Review of The “Expanded” Edition Book Tow of the “How To” Manual
by Maj Archie Cairns, MMM, CD

Many folk have benefited from Archie Cairns’ “How To” manuals. These have included his “How To” Manual for Learning to Play the Great Highland Bagpipe, Book Two of the “How To” Manual, the “How To” Piobaireachd Manual and the Companion to the “How To” Piobaireachd Manual. Each of these are ‘must have’ works for any novice and intermediate piper and can be quite helpful for the advanced piper as well.

In 2016 just before his death Maj. Cairns revised the Book Two of the basic “How To” Manual. Did this really need a revision? Probably not, as the first was superb. Never the less the “Expanded Edition” does indeed contain many useful gems for the practical piper.

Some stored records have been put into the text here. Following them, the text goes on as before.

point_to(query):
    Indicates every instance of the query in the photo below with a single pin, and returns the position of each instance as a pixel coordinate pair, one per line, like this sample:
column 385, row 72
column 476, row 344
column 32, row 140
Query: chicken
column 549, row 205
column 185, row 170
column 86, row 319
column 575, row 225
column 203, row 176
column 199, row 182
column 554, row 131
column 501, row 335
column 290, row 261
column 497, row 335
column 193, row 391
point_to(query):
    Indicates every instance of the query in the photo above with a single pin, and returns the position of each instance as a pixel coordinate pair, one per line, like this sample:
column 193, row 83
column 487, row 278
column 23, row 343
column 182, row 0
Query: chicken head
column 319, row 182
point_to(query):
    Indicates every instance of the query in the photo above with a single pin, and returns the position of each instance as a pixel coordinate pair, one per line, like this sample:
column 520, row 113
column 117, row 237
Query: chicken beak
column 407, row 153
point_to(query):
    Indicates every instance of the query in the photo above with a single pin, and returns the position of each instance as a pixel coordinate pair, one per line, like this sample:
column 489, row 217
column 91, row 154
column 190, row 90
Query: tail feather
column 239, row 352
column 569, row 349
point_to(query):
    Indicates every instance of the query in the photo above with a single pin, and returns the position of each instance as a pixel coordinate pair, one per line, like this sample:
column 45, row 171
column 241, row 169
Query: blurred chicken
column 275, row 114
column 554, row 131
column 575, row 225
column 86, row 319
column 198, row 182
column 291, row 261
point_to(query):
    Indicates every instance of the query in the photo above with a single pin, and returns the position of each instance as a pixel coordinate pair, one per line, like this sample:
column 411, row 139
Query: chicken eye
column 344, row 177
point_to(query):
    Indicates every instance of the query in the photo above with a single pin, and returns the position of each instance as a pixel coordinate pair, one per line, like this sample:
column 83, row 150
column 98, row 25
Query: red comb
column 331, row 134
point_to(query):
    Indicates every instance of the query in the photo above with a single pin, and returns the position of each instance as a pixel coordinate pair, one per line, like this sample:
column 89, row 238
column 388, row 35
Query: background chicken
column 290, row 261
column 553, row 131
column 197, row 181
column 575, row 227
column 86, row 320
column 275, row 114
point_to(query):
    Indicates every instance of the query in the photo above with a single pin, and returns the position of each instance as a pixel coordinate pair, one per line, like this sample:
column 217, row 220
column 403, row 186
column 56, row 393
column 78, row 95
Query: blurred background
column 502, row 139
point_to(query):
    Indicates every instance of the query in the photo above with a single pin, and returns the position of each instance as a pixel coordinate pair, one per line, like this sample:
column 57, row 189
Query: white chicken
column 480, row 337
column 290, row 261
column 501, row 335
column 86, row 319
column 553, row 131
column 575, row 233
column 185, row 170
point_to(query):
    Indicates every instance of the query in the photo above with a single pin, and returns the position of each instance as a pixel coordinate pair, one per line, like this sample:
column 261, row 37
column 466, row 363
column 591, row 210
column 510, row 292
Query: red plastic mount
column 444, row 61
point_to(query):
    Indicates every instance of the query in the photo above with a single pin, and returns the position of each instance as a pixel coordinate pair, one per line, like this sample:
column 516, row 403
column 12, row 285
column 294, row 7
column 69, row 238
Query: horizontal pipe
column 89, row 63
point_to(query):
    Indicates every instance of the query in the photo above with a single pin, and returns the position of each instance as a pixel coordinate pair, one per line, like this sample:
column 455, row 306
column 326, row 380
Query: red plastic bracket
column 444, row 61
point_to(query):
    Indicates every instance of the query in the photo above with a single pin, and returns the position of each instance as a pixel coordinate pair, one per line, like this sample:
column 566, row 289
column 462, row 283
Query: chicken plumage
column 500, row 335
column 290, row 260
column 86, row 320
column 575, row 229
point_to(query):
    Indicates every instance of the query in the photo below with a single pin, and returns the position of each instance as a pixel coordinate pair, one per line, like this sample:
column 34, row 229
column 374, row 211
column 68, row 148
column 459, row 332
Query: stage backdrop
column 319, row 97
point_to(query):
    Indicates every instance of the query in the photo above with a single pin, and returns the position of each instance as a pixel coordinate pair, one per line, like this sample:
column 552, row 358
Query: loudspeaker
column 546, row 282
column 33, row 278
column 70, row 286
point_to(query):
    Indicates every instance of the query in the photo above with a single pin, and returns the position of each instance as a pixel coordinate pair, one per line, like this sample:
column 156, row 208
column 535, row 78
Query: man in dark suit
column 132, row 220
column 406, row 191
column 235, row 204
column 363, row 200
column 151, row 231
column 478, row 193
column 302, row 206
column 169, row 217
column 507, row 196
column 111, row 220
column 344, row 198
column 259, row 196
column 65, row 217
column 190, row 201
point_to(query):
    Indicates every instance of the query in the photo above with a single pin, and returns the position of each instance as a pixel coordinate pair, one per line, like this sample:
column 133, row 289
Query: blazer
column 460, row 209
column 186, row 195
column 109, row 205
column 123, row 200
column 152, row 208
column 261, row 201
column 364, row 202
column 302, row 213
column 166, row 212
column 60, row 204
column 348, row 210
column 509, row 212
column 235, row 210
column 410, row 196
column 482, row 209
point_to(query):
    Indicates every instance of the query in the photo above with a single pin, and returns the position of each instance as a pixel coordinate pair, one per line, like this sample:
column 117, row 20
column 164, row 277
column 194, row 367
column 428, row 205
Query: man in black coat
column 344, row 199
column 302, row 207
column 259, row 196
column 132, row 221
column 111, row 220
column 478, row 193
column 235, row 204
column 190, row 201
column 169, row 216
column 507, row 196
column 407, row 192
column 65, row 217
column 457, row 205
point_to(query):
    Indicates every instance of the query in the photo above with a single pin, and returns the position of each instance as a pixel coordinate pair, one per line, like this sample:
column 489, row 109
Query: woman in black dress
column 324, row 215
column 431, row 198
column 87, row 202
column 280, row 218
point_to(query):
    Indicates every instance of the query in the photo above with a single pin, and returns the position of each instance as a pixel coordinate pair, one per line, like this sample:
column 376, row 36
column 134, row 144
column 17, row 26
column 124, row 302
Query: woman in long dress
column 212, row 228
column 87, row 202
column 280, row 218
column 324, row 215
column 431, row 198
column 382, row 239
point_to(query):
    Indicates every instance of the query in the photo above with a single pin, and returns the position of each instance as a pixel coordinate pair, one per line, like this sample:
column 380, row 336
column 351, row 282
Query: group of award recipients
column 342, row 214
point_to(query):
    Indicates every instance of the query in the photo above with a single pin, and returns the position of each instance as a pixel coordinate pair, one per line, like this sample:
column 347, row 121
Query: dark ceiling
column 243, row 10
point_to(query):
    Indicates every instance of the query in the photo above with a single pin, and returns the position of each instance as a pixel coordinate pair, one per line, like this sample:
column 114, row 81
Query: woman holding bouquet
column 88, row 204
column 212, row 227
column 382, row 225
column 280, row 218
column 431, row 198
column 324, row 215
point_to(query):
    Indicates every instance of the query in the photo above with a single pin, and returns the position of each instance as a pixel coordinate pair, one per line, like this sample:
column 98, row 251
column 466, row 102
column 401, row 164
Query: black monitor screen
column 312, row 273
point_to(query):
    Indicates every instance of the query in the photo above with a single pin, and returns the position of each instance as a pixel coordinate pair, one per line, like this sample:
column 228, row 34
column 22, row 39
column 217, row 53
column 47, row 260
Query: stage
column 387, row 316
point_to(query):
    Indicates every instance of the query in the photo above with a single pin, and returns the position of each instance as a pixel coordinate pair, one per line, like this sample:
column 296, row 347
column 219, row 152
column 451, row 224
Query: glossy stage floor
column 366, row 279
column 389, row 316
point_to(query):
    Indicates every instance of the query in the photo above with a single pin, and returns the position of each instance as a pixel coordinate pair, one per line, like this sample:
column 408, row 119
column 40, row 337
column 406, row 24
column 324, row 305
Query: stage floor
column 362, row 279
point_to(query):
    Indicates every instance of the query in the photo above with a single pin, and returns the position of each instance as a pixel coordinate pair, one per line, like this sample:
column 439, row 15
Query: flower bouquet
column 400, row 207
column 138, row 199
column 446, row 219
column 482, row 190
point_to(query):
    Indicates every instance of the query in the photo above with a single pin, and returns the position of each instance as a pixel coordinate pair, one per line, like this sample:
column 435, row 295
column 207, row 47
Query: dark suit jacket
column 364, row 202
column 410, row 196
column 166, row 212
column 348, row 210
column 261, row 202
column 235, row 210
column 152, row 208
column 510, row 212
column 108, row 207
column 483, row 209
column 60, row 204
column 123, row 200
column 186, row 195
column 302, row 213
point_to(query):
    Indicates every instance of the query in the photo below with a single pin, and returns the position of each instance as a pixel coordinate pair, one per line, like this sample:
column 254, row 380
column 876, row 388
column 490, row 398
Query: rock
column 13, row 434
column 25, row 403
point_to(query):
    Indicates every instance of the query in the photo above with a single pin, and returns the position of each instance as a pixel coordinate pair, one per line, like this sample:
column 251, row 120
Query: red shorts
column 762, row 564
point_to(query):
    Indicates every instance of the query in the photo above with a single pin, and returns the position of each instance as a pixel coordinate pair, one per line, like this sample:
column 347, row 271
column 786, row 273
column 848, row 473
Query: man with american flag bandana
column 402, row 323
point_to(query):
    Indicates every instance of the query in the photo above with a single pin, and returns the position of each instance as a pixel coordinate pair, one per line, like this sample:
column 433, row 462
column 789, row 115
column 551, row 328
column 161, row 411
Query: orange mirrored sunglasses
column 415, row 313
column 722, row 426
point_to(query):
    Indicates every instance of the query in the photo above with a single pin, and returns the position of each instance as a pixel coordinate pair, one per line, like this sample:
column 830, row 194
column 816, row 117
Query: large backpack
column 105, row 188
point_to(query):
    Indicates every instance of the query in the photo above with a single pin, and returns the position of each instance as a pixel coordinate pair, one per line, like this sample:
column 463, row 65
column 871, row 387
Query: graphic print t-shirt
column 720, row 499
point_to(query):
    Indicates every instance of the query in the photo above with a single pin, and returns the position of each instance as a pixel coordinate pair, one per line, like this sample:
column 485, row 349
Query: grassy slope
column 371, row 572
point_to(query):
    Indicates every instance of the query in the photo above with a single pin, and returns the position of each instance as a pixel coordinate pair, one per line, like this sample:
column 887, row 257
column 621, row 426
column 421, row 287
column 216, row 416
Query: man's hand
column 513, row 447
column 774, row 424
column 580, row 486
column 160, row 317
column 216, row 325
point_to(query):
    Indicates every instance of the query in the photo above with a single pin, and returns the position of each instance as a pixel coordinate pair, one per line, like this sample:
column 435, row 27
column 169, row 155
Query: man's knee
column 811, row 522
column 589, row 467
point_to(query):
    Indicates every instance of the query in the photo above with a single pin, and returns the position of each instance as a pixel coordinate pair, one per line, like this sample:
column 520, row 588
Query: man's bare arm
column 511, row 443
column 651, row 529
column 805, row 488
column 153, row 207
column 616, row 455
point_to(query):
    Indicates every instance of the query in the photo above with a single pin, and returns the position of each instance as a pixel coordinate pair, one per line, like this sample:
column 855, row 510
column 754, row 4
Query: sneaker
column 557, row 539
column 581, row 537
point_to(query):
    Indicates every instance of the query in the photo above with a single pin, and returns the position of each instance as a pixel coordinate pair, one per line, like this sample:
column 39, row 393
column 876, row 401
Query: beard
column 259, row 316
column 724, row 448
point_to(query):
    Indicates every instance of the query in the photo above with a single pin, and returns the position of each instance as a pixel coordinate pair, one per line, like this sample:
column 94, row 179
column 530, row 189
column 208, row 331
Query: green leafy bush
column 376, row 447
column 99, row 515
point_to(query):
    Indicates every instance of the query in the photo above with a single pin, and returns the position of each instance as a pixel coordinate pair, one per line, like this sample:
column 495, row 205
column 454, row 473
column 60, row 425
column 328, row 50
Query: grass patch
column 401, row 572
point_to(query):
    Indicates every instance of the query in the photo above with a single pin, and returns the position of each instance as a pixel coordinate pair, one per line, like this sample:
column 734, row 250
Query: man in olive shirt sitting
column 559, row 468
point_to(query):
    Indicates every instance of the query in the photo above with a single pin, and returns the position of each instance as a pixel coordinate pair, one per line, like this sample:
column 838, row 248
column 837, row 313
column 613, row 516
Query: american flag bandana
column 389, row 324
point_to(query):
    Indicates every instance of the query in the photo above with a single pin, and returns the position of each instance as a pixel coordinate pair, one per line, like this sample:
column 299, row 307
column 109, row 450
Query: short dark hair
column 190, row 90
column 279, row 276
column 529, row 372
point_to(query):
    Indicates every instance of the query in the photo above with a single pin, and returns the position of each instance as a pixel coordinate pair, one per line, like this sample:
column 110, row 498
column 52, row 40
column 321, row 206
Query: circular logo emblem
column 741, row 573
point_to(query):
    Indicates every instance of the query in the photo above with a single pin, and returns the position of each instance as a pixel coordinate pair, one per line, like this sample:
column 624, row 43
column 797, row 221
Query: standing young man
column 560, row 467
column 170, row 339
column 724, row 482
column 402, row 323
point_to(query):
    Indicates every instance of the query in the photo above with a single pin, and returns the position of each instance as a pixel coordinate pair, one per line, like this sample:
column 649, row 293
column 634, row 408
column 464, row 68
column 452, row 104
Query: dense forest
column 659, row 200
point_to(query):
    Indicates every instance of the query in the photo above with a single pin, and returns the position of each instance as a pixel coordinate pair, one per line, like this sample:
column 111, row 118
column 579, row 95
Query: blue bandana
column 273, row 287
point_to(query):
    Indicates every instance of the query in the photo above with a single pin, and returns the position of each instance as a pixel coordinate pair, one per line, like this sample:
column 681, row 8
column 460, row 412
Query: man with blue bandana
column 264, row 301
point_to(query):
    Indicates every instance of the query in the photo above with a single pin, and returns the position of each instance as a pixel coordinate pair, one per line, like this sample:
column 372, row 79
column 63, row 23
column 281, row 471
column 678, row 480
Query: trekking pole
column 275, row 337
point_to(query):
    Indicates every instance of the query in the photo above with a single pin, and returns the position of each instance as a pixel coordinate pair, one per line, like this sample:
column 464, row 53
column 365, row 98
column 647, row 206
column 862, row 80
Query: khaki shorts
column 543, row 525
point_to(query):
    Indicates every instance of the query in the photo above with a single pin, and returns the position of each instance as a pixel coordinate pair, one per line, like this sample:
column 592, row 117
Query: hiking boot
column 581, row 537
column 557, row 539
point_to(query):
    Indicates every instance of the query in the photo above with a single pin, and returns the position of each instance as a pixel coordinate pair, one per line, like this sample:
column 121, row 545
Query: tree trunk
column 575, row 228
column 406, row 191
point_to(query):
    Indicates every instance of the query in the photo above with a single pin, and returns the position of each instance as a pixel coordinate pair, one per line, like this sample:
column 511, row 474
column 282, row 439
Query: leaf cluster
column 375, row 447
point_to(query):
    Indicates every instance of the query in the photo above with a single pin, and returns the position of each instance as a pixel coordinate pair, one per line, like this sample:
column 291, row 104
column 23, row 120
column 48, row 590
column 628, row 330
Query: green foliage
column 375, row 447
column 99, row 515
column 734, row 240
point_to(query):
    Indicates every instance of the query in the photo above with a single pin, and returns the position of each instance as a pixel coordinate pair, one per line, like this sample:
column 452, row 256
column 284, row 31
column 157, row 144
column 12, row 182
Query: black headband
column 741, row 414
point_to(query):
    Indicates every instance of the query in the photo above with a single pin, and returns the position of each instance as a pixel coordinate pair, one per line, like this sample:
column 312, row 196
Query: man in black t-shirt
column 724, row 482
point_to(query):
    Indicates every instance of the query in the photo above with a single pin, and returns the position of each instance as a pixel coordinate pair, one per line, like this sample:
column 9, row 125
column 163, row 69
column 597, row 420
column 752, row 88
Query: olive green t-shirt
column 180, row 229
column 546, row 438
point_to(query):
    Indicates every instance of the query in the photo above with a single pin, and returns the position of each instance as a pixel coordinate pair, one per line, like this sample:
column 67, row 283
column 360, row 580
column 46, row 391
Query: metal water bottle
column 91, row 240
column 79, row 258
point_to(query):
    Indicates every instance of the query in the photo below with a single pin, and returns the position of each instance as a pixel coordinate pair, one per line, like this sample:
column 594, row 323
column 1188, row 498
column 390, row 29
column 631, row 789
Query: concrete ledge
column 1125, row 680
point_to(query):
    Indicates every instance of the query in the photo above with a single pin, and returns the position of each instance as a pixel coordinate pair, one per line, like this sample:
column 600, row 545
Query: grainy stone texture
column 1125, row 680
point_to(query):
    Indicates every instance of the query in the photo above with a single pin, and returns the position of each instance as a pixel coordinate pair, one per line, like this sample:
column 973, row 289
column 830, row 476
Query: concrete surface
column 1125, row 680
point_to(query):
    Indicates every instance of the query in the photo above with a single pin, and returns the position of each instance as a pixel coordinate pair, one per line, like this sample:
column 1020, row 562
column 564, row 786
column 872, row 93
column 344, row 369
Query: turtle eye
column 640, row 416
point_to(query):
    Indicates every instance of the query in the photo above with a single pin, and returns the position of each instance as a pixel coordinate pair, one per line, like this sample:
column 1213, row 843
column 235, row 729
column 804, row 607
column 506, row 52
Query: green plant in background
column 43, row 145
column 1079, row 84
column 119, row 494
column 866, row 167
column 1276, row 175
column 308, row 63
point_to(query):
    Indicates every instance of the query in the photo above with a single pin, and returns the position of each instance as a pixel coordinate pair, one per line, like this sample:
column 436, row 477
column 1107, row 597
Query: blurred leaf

He includes such useful topics as ‘setting tempos without a metronome’. Archie was nor or less against pipers having to use mechanical aids such as metronomes and tuning devices as he thought, rightly, that pipers should be able to count time correctly and tune by ear.

He repeats with greater clarity his method of teaching to learn bagpipe tunes by mastering phrasing. He taught that each tune is really a composition of ‘little tunes’, i.e. the phrases which make up the tune. This method really shines in his piobaireachd works but they are very useful for learning Ceol Beg as well.

He has a lovely chart on the general characteristics of pipe music that will help any piper understand HOW tunes are put together and acts like a mini course in piping musical theory. Archie was not only a piper, he was also trained in standard musical theory and he puts this training to good use for folk who are learning to play the bagpipes.

Probably the most important part of his expanded work is his section on the Use of ‘Neumonics’ that is his the study of melody and rhythm which is essential in learning any new tune. He helps pipers learn how to read rhythms and give plenty of examples of the various rhythms in various types of pipe music, marches, jigs, reels ect. He makes a great distinction between simple and compound time and he has a sections on which note to lengthen and which note to shorten which is very helpful.

He also has a section for performance subjects for pipe bands that includes: Tonal Exercises, and Pipe Band Attack by which he means how to strike up a pipe band well. I have never seen such clear and good advice before and this will be most useful for many pipe band who have a problem with this. He expands this section of the “attack’ with tips on Hand-Foot coordination as well as “Choke Drills”, i.e. what to do if a piper ‘chokes’ during a performance and he ends this section with tips about how to cut off a tune by a pipe band.

He givens a lot of practice exercises to develop an intuitive sense of rhythm, arpeggios and rhythm.

He ends the instruction part of the work with an examination of various difficult fingerings in ceol beg such ahs Hornpipe Triplings, a very good explanation of how doublings really work and on and on.

The last part of the work contains many tunes that Archie composed to important people in his life. This with the photos at the end of the book act as a dynamic auto-biography and is probably one of the most fitting tributes to a very long and productive life in piping. Unlike many other autobiographies these musical celebrations of the people who have touched Archie are a touching almost poetic expression of his deep feelings of love and friendship he had for many people and they are much better than words.

Should you buy the book? Yep, but only if you want to know why pipers do what they do and if you want to be a better piper and if you want to know about the big heart of one of the best piping instructors of our time.